The trial judge was surprised that the jury took so long to come to a conclusion, even though the able and experienced lawyer5 for the defendant did a magnificent job of argument without producing any evidence. However, it is possible that a new trial would produce a different result.6 As noted above, at least one juror had difficulty in reaching *196a unanimous verdict. Although it is doubtful whether defendant is entitled to the grant of his second Motion (Document 21) on this record,7 defendant is entitled to the grant of his Motion For New Trial filed within seven days of the jury’s verdict (Document 11), since F.R. Crim.P. 33 provides that a new trial may be granted “if required in the interest of justice.” Although the cases are not identical, the trial judge believes this language in Mesarosh v. United States, 352 U.S. 1, 9-12, 77 S.Ct. 1, 5-7, 1 L.Ed.2d 1 (1956), applies to this situation:

“The dignity of the United States Government will not permit the conviction of any person on tainted testimony. This conviction is tainted, and there can be no other just result than to accord petitioners a new trial.
# * * * * *
“ * * * it cannot be determined conclusively by any court that his testimony was insignificant in the general case against the defendants. * * * ******
“ * * * The district judge is not the proper agency to determine that there was sufficient evidence at the trial, other than that given by Mazzei, to sustain a conviction of any of the petitioners. Only the jury can determine what it would do on a different body of evidence, and the jury can no longer act in this case. * * * ”

For the foregoing reasons, the Motion For New Trial (Document 11) will be granted and it is unnecessary to consider all the reasons stated in that Motion and in the document entitled “Additional Reasons In Support of Motion For New Trial” (Document 19).8 The Motion For New Trial on Grounds of After-Discovered Evidence (Document 21) will be dismissed as moot.

ORDER

And now, July 26, 1967, it is ordered that the motion for new trial (Document 11) is granted, and the motion for new trial on grounds of after discovered evidence (Document 21) is dismissed as moot.

. The defendant did not take the stand and did not offer any evidence in his defense.

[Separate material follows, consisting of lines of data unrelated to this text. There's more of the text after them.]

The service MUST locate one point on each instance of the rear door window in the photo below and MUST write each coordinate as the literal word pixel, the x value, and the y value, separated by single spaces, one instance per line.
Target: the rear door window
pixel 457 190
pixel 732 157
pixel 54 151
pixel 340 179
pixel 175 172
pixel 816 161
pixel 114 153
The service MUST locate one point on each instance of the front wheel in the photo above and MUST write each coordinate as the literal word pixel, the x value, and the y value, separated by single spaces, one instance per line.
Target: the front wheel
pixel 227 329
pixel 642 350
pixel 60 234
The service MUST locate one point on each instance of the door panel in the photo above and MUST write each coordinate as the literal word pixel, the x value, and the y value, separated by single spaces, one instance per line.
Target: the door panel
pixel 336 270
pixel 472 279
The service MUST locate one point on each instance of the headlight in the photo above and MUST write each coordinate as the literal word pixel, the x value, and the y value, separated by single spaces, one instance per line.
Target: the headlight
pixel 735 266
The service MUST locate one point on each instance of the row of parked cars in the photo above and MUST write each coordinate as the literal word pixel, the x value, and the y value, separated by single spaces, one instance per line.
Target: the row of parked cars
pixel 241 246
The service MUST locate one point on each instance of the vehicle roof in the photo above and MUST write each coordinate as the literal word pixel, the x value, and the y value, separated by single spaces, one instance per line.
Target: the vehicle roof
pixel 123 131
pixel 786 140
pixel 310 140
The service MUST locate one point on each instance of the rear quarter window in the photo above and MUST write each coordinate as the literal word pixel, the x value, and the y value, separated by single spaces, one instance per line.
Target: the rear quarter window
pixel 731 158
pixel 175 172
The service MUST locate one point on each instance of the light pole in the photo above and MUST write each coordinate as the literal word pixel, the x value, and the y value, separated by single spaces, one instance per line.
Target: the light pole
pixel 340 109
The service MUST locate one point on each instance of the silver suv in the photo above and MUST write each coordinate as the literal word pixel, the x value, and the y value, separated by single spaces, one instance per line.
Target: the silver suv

. This witness conceded that he was confused and very emotionally jittery after *194the event (N.T. 93), but he also testified that he had no doubt in his mind that the defendant was the man who robbed the bank on July 6, 1966.

. Paragraph 1-9 of the Motion For New Trial on the Ground of After-Discovered Evidence (Document 21) have been admitted by the letter of July 5, 1967, attached to the Government’s MEMORANDUM OF DAW Contra that Motion (Document 22).

. See attached letter of July 20 with enclosures for stipulation, which also covers the evidence in the next two sentences.

. This case is one of many illustrating that the defendant who can afford an able and experienced lawyer gets a more favorable result in the criminal courts than the defendant who has to rely on the overworked, court-appointed attorneys.

. It is possible that the jury rejected the identification testimony of both the bank manager and the chief teller (Mrs. Harvey).

. See United States v. Rutkin, 208 F.2d 647 (3rd Cir. 1954); cf. Mesarosh v. United States, 352 U.S. 1, 9-10, 77 S.Ct. 1, 1 L. Ed.2d 1 (1956). United States v. Aviles, 197 F.Supp. 536 (S.D.N.Y.1961), cited by the Government, is factually different from the situation presented by this case.

. The briefs and memorandum bearing on defendant’s Motion For New Trial (Document 11) have been docketed as Documents 24 to 27. In view of the authorities cited in Defendant’s Reply Brief (Document 26), it may be helpful to say that nothing which transpired during the trial in April 1967 made it appear that there had been an unconstitutional seizure of documents justifying any modification of Judge Luongo’s order of 1/18/67, denying the MOTION TO SUPPRESS EVIDENCE (Document 3).